The goal of the test is to help guide treatment decisions at the time of prostate cancer diagnosis by looking at the gene expression profile of the tumor biopsy, said Eric A. Klein, MD, Chair of the Glickman Urological and Kidney Institute, the Cleveland Clinic (which is collaborating with Genomic Health to develop the test), at ASCO 2012.
Previous work by Dr Klein and colleagues showed that a number of genes that were strongly associated with clinical recurrence, prostate cancer death, and adverse pathology could be identified from radical prostatectomy specimens.
The current gene refinement study presented by Dr Klein demonstrates that these genes can predict adverse pathology at the time of diagnosis by quantitative assays performed on biopsy-tissue tumor specimens.
The expression of these genes provides risk information beyond that obtained from traditional pathological and clinical assessments (ie, biopsy Gleason grade, level of prostate-specific antigen [PSA], clinical stage), Dr Klein noted.

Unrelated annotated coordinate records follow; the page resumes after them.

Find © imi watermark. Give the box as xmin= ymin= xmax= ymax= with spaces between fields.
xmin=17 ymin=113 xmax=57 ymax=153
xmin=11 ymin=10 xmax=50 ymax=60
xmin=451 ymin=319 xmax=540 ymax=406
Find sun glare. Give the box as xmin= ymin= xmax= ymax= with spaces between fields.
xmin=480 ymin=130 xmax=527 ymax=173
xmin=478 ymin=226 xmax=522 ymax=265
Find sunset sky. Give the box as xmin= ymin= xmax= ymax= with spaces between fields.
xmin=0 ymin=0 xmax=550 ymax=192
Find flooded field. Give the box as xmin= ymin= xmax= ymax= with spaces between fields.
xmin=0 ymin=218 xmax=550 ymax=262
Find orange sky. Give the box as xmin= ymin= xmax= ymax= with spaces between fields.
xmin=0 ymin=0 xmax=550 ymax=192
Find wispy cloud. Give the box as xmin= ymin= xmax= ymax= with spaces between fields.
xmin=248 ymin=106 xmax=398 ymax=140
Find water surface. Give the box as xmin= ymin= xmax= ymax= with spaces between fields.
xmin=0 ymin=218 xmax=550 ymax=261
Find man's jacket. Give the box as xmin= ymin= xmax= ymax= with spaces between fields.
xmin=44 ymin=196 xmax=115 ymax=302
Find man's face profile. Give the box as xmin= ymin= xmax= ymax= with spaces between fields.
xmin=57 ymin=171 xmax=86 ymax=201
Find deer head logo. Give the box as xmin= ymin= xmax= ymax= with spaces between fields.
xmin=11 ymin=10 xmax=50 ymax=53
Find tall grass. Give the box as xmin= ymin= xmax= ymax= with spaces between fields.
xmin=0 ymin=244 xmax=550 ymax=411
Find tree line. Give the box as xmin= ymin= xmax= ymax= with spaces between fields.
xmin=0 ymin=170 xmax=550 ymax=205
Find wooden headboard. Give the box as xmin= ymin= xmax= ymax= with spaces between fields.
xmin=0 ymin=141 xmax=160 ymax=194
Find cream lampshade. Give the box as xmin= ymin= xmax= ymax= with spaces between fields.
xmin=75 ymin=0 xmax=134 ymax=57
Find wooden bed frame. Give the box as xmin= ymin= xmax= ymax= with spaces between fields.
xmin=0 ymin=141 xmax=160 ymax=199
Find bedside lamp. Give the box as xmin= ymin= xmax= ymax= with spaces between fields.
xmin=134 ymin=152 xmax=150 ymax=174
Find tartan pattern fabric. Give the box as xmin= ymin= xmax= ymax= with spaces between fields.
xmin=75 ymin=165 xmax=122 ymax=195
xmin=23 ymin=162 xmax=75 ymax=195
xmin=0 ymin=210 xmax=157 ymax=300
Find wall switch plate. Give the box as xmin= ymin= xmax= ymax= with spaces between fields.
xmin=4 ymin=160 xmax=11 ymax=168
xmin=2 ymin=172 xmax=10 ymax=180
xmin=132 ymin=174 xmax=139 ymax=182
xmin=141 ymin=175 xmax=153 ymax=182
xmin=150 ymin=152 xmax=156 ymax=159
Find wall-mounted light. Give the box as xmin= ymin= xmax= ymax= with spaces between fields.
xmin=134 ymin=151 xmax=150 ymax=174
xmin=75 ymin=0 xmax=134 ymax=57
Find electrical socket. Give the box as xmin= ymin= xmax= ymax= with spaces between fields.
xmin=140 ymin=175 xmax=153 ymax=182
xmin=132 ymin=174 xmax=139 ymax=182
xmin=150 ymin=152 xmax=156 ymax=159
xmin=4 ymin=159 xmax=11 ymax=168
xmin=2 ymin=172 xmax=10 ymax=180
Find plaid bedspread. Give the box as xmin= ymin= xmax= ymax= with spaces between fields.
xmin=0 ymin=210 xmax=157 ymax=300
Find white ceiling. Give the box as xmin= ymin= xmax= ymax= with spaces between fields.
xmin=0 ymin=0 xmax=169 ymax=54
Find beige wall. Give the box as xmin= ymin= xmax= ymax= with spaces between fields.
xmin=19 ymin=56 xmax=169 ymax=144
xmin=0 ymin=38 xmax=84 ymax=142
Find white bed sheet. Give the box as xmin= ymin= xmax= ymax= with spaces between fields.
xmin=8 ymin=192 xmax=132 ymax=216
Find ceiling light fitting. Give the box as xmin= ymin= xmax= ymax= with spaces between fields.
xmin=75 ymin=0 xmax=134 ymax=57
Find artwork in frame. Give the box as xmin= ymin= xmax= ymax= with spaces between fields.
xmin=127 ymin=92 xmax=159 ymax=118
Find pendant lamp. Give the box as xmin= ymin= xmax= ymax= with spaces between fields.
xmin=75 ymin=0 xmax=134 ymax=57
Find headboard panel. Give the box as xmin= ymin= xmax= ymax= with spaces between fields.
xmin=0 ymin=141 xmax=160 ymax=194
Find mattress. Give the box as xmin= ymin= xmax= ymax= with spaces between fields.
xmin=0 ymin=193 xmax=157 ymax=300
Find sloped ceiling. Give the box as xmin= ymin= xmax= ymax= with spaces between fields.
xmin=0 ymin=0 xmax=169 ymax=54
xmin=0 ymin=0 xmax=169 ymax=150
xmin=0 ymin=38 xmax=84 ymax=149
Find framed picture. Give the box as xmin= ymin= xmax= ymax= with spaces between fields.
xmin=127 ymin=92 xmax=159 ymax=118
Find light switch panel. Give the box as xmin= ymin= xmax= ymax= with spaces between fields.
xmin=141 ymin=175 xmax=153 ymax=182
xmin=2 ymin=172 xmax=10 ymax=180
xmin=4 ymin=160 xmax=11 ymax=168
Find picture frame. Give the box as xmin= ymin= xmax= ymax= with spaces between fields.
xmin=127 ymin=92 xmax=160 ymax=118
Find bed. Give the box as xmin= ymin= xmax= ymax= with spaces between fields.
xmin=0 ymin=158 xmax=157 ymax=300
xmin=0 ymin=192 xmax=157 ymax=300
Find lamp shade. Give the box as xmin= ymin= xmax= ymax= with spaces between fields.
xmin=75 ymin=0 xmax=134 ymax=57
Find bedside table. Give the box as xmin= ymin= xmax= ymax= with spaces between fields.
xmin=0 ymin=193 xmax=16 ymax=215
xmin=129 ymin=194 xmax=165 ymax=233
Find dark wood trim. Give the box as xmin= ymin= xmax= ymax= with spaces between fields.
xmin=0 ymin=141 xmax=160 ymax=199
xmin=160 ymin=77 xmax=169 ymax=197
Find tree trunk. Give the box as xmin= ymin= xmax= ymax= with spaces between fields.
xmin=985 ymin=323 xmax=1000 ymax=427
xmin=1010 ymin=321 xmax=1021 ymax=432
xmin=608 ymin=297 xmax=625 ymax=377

“What we’ve learned is that if you measure the expression of a specific set of genes on a biopsy, you can predict the likelihood that someone will have an indolent course versus someone who won’t,” he said. “We think that the gene expression profile can help reveal patients with apparent ‘low-risk’ disease who in fact have aggressive tumors that are not identified by the biopsy grade, clinical stage, or PSA.”
The limited tissue sampled with prostate needle biopsies had been a challenge in the development of a genomic test in localized prostate cancer.
Radical prostatectomy specimens from 441 patients with localized prostate cancer (low-to-intermediate risk by American Urological Association criteria) were first used to identify 374 prognostic genes. The expression of a subset of these genes and 5 reference genes was quantified by real-time polymerase chain reaction performed on prostate tumor tissue obtained through needle biopsy.
“Predictive genes from the gene identification study also predicted adverse pathology when assayed in biopsy tumor tissue,” Dr Klein said.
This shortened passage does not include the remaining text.